The day was beautiful and the sun was warm and the Blarney Visitor's Center so charming that Kay and I opted to skip the long walk up the hill to kiss the Blarney Stone. Furthermore, my knee had been bothering me and I think her ankle was not too happy either. So after making a few purchases in the department store (which was part of the complex), we sat and talked with a couple other tourists (Irish) which one should do when one is in another country that speaks English. It's interesting to get another prospective on world affairs, especially when one's own president has embarrassed us all.  But here was another case where the Irish didn't think it was all that bad in lieu of what he had recently done for them.  It was good to hear.

Our Hotel (Baltimore Harbor Hotel) at Beltimore Harbor was so pleasant that several of us would have liked to stop here and rest for awhile. But up and onward the next day through Cork County, over the Cahn Mountains to Killarney and a boat ride on Laugh Leane.

The Ring of Kerry in on almost every tour of Ireland so I had been looking forward to this part of the trip. If you are one who enjoys wide open and expansive views of mountains, rocks, shores and ocean waves this is another "not to be missed" spot on the planet. Bring your binoculars! The distances are far but you will not be disappointed.

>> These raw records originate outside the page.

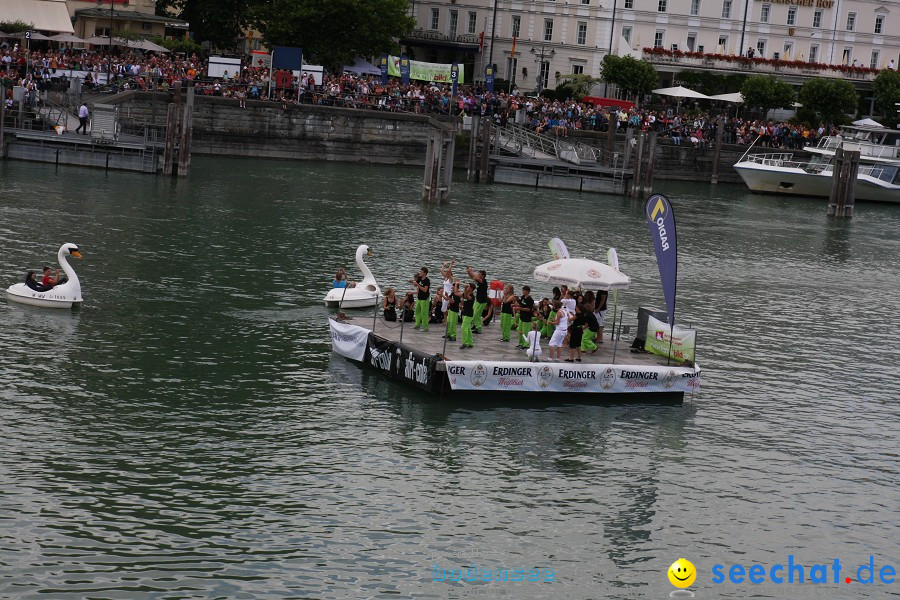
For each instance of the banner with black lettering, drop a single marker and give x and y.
(349, 340)
(398, 361)
(554, 377)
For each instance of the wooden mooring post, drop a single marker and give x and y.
(843, 182)
(439, 165)
(720, 125)
(2, 121)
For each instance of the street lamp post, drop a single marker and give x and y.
(539, 59)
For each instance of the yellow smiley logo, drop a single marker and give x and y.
(682, 573)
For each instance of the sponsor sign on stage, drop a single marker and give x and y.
(658, 340)
(569, 378)
(349, 340)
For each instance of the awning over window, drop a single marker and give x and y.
(45, 15)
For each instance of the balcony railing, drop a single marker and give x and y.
(756, 64)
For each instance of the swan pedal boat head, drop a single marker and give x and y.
(364, 294)
(63, 295)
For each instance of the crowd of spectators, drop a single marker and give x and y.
(40, 69)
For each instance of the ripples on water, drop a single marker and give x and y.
(187, 433)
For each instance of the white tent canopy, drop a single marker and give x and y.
(680, 92)
(734, 97)
(44, 15)
(582, 273)
(67, 37)
(867, 122)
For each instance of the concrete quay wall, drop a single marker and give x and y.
(266, 130)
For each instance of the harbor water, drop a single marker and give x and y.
(187, 433)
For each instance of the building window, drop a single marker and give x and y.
(581, 34)
(435, 18)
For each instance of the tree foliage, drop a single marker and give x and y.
(333, 32)
(630, 75)
(832, 99)
(887, 92)
(218, 22)
(766, 92)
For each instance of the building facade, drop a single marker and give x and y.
(796, 39)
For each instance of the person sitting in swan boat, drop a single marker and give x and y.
(48, 282)
(340, 280)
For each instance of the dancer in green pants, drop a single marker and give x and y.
(506, 312)
(453, 311)
(423, 304)
(480, 279)
(525, 310)
(468, 301)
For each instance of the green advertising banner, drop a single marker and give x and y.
(657, 341)
(422, 71)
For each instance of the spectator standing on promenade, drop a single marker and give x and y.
(83, 114)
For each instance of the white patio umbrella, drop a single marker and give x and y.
(680, 92)
(582, 273)
(734, 98)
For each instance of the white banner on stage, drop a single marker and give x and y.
(349, 340)
(557, 377)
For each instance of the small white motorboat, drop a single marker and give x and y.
(63, 295)
(364, 294)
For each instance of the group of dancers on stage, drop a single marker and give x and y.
(571, 318)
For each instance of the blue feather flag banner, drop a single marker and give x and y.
(661, 223)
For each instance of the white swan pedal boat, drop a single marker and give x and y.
(364, 294)
(63, 295)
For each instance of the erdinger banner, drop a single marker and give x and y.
(556, 377)
(401, 362)
(658, 342)
(349, 340)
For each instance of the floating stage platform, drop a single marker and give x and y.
(495, 370)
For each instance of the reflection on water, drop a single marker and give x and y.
(188, 432)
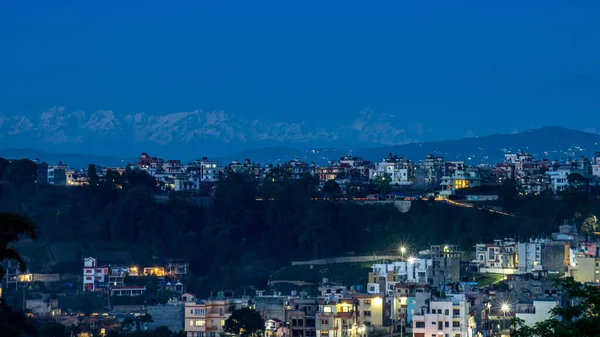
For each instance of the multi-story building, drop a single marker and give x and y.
(542, 254)
(399, 170)
(596, 164)
(500, 255)
(337, 318)
(530, 255)
(206, 318)
(433, 167)
(444, 316)
(303, 316)
(94, 275)
(210, 169)
(534, 311)
(408, 297)
(445, 267)
(57, 175)
(384, 277)
(177, 268)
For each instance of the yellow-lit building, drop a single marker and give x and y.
(353, 316)
(154, 271)
(459, 179)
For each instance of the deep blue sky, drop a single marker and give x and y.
(452, 66)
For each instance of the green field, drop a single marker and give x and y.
(344, 273)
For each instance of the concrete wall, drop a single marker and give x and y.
(46, 278)
(542, 312)
(346, 259)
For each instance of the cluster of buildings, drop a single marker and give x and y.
(420, 295)
(434, 174)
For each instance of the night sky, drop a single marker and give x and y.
(445, 69)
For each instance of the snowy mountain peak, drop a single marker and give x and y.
(207, 131)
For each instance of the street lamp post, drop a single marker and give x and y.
(402, 252)
(505, 309)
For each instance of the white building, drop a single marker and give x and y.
(384, 277)
(530, 255)
(535, 311)
(500, 255)
(558, 178)
(459, 179)
(596, 164)
(447, 316)
(399, 170)
(93, 274)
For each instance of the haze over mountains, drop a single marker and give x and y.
(211, 133)
(105, 138)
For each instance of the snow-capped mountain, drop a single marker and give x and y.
(209, 132)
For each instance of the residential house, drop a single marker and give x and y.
(303, 316)
(447, 316)
(445, 267)
(206, 318)
(499, 256)
(177, 268)
(384, 277)
(459, 179)
(408, 297)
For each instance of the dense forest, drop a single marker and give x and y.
(251, 228)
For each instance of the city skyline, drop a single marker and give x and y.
(443, 71)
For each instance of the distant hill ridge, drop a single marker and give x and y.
(553, 142)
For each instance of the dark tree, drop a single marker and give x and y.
(3, 165)
(245, 323)
(12, 227)
(13, 323)
(92, 173)
(331, 189)
(21, 171)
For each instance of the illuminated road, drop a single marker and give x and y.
(460, 204)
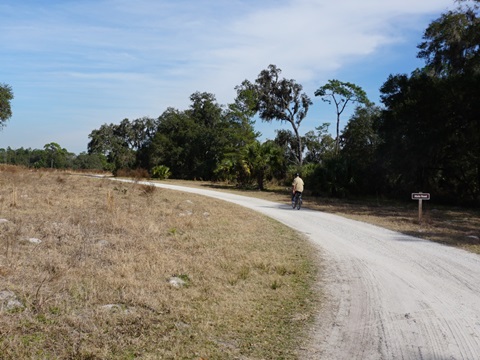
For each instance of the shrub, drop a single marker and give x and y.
(161, 172)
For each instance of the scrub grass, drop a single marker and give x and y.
(448, 225)
(106, 270)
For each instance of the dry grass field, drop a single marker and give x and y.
(96, 269)
(453, 226)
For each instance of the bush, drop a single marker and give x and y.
(161, 172)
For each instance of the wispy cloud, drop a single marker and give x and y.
(110, 59)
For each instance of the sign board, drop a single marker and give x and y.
(420, 196)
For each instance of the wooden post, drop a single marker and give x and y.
(420, 197)
(420, 210)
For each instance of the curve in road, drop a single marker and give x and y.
(390, 296)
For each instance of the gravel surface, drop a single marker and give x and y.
(389, 296)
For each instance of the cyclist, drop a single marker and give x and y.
(297, 187)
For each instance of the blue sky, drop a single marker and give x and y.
(75, 65)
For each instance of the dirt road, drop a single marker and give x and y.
(390, 296)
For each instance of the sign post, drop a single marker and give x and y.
(420, 197)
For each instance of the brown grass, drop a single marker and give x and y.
(453, 226)
(97, 286)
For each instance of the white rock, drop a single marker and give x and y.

Our first stop was at a sheep farm on Dingle Bay where we got a remarkable demonstration of the creme de la creme of Boarder Collies of Ireland. I had seen such demonstrations before but this one was a sight to behold. The dogs were to work up and down a little mountain ridge that was set at about a 45 - 70 degree angle which would have made a nice little ski slope or better yet a challenging slalom course. I have had three Boarder Collies in my life so I knew them to high spirited, energetic and smart but this is the arena in which they truly belong. These two dogs could have been Olympic athletes. Not only did they race up the extraordinarily steep hill to get the sheep but they did it at twice the speed I might have expected. Furthermore, they did it with only silent commands such as hand movements that we couldn't detect. And not only did they bring them down the little mountain in short order but they lined them up and culled out an individual and then put him back and culled out another and so on. Later we saw the vast number of trophies they had won and we were not surprised.

In addition to the Boarder Collies they also had about 15 or 20 different types of sheep in their collection. Having been into spinning and weaving for a time in my life and having visited a few county fairs to purchase fleeces for spinning, I felt that here I was on rather familiar ground until I saw the Jacob sheep. The Jacob is a FOUR horned sheep which is said to have descended from the original Jacob sheep from Biblical days. I stood there and thought something was wrong with my eyes. I seemed to be seeing double. Yep! I counted them one at a time and there were indeed four horns. I just stood there while the others moved on. I stood there looking at the ram in disbelief. Amazing! Four horns.